Giovedì Santo tra passato e presente …

Guerra, pandemia, conflitti sociali, crisi economica, problemi energetici e ambientali … Certo è un Giovedì Santo che non ci rende tranquilli e i ricordi vanno al passato non recente, a quei Giovedì che con la primavera portavano gioia, ci regalavano nuovi vestitini leggeri che noi bambini avremmo indossato per la passeggiata pomeridiana, mano a mano con i genitori, facendo lo “struscio” ovvero passi lenti, quasi trascinando i piedi con le scarpe nuove, per godere il più possibile il clima piacevole, i colori, le voci dei venditori e le risate della gente … Si era felici, in tempo di pace … E il giro delle Chiese per i visitare i “Sepolcri” che ricordavano l’ultima cena, con una scenografia artistica e varia nata dalla fantasia dei realizzatori utilizzando piante di grano spigato, di fiori, di candele e lumini, di tabernacoli di varia forma e ricchezza con l’Esposizione dell’Eucaristia … Una visita di Chiese in numero dispari: tre, cinque o sette … secondo le distanze, ma sicuramente nella tradizione che narra di sfortuna che coglie se le visite sono in numero pari ma, più religiosamente, il tre, cinque e sette sono numeri legati alle Sacre Scritture e,  In particolare il tre è legato alla trinità, il cinque alle piaghe di Cristo e il sette ai dolori di Maria. No scaramanzia, quindi!

Il Giovedì Santo ai tempi della pace, della crescita del Paese, della coesione e condivisione di “valori”, rendeva felici e vedeva famiglie unite e dialoganti intorno alla tavola che offriva la “Zuppa forte detta proprio del Giovedì Santo”: non una semplice zuppa di cozze, ma un capolavoro d’unione di cozze, polpo, “maruzzielli” (lumachine di mare), salsa concentrata di pomodoro e olio “forte” al sapore di peperoni piccanti e di colore rosso. diluita con brodo di polpo in cui far “ammollare” le friselle … Insomma, una cena preparatoria per il digiuno del Venerdì (quasi digiuno: c’era sempre qualche possibilità di mangiucchiare senza toccare la carne, ad esempio una fetta di “pizza con scarola, olive di Gaeta e capperi …), tenersi leggeri per le grandi abbuffate del giorno di Pasqua e i picnic supergastronomici di Pasquetta quando le forme non erano più “umane” ma tanto curvilinee e simili a quelle di  “uova” di cioccolato.
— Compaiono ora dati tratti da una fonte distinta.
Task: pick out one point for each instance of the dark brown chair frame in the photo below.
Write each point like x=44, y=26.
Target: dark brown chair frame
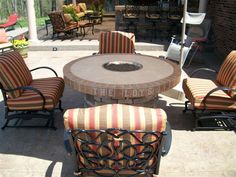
x=29, y=114
x=97, y=162
x=213, y=119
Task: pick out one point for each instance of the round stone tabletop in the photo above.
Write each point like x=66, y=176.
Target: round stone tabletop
x=88, y=75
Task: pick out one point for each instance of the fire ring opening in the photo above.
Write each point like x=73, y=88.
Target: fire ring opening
x=122, y=66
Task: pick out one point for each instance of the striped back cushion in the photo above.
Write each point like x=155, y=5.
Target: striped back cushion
x=116, y=116
x=14, y=72
x=227, y=73
x=116, y=42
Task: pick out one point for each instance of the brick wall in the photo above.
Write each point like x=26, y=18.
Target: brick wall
x=223, y=15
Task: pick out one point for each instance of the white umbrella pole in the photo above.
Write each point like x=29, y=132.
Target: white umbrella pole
x=183, y=33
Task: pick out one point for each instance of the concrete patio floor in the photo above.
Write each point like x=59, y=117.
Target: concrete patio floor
x=40, y=152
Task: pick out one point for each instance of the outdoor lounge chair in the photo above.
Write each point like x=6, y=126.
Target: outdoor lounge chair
x=26, y=98
x=12, y=21
x=116, y=42
x=117, y=140
x=60, y=25
x=216, y=97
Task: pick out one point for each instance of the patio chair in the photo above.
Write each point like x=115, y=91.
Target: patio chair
x=24, y=97
x=5, y=41
x=116, y=42
x=11, y=22
x=174, y=49
x=218, y=97
x=60, y=25
x=117, y=140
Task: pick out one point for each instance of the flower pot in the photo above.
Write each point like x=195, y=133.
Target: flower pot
x=23, y=51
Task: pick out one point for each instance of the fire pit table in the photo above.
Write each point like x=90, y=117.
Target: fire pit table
x=121, y=78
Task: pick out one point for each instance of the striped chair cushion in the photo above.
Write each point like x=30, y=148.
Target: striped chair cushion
x=52, y=89
x=14, y=72
x=227, y=73
x=116, y=42
x=195, y=90
x=122, y=117
x=116, y=116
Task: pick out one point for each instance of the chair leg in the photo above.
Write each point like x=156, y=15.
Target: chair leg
x=5, y=125
x=190, y=61
x=186, y=106
x=216, y=122
x=60, y=107
x=52, y=126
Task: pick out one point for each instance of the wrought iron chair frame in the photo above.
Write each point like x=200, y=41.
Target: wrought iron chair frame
x=162, y=145
x=220, y=119
x=29, y=114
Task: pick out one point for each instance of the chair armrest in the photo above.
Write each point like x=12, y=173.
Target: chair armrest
x=214, y=90
x=167, y=140
x=45, y=67
x=28, y=88
x=202, y=69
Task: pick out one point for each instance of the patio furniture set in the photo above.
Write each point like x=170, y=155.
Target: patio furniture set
x=63, y=22
x=150, y=21
x=111, y=138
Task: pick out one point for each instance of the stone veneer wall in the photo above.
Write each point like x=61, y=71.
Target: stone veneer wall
x=223, y=15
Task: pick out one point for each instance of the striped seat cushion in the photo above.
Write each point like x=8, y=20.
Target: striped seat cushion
x=52, y=89
x=195, y=90
x=227, y=73
x=121, y=117
x=14, y=72
x=116, y=42
x=116, y=116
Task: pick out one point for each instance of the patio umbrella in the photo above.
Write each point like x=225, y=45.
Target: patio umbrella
x=188, y=18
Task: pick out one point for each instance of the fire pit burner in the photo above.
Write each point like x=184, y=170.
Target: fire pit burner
x=122, y=66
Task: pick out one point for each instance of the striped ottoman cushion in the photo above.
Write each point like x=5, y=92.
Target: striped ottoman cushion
x=52, y=89
x=14, y=72
x=116, y=42
x=227, y=73
x=116, y=116
x=195, y=90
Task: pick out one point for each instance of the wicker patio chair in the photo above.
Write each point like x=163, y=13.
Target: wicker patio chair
x=60, y=25
x=217, y=99
x=117, y=140
x=24, y=97
x=116, y=42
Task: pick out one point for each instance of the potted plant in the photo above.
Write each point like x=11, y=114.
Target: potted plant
x=21, y=45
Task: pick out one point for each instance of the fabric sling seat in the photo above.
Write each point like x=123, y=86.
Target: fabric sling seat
x=24, y=95
x=117, y=139
x=218, y=95
x=116, y=42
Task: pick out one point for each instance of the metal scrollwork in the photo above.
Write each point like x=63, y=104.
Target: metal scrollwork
x=117, y=152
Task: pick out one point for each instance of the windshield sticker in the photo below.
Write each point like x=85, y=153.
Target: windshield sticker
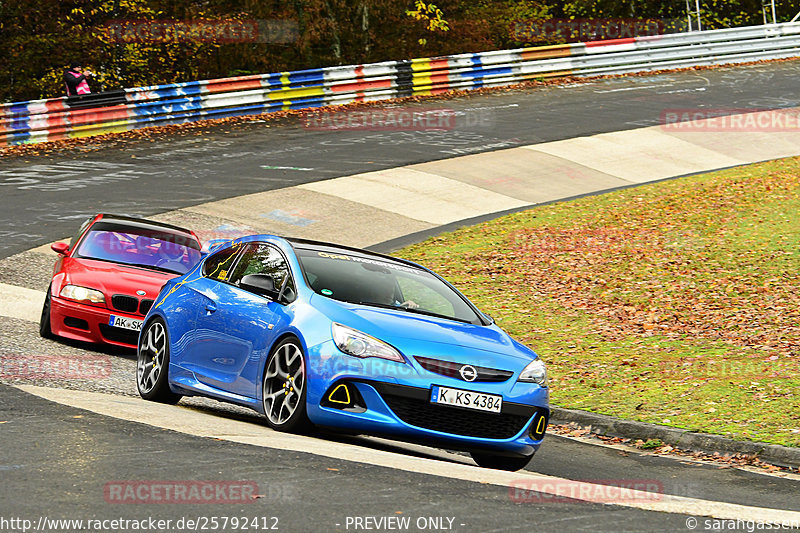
x=366, y=261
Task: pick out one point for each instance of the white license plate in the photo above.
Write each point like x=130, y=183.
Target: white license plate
x=469, y=399
x=125, y=323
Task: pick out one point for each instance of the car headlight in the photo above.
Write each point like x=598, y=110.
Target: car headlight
x=358, y=344
x=76, y=292
x=535, y=372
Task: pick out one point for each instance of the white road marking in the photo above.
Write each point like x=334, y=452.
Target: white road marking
x=196, y=423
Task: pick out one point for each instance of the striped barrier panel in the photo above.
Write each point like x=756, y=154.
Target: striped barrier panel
x=62, y=118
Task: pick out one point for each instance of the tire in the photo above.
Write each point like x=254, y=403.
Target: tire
x=152, y=364
x=45, y=329
x=284, y=387
x=500, y=462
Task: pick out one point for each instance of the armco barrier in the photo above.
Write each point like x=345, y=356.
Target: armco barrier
x=59, y=118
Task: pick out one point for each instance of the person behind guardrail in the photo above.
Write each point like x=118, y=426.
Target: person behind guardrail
x=75, y=80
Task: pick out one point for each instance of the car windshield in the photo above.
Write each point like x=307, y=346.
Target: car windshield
x=379, y=282
x=143, y=247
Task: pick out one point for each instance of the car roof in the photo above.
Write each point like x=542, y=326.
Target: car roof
x=141, y=223
x=306, y=244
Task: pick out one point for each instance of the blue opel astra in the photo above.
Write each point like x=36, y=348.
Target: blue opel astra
x=317, y=334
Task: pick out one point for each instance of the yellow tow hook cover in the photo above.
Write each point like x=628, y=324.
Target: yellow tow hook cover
x=342, y=397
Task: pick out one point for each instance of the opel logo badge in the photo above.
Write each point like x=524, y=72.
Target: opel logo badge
x=468, y=373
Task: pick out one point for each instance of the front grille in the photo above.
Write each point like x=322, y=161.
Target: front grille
x=126, y=303
x=453, y=370
x=119, y=335
x=422, y=413
x=145, y=306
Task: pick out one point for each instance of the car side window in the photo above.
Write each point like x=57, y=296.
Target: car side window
x=261, y=258
x=77, y=236
x=219, y=265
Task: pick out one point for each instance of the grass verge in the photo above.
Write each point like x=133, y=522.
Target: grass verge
x=674, y=303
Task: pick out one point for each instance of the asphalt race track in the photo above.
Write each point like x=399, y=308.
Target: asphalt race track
x=60, y=455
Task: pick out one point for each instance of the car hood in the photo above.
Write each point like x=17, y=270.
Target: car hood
x=426, y=336
x=114, y=278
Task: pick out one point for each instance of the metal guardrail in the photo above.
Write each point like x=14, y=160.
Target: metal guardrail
x=122, y=110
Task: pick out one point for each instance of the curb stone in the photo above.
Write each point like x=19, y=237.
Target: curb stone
x=680, y=438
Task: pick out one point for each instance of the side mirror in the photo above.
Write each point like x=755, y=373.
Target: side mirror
x=60, y=248
x=262, y=284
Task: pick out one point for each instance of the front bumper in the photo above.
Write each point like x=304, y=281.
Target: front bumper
x=87, y=323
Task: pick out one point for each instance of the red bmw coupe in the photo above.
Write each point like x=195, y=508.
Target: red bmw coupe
x=105, y=280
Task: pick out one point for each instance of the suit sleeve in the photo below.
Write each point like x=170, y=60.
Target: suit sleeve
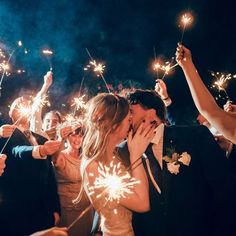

Giovedì Santo in tempo di pace era la porta per un cammino di speranze e di aria nuova come la Primavera. Oggi siamo molto più tristi, non sappiamo più ridere, dovremmo essere più uniti, come cantavamo dai balconi in tempo di lockdown, ma siamo più egoisti, vogliamo sempre di più e di tutto perché non sappiamo cosa significava a quei tempi avere il vestitino o quel paio di scarpe che sarebbero durati fino a quando dovevano essere passati a un fratellino o sorellina, perché vediamo la guerra come un film più o meno commovente, più o meno coinvolgente, che passa veloce senza “strusciare” o lasciare segni reali e che ci viene mostrato all’ora di cena … Davanti al ricordo di una zuppa forte forse dobbiamo meditare a ogni immagine forte e noi, bambini di quei Giovedì Santi, che non abbiamo fatto un mondo stabile di pace, di sicurezza, di sostenibilità, di salvaguardia ambientale e sociale, dovremmo riflettere molto di più per evitare errori del passato. Si dice così, ma sembra che la storia si debba ripetere per l’infinito!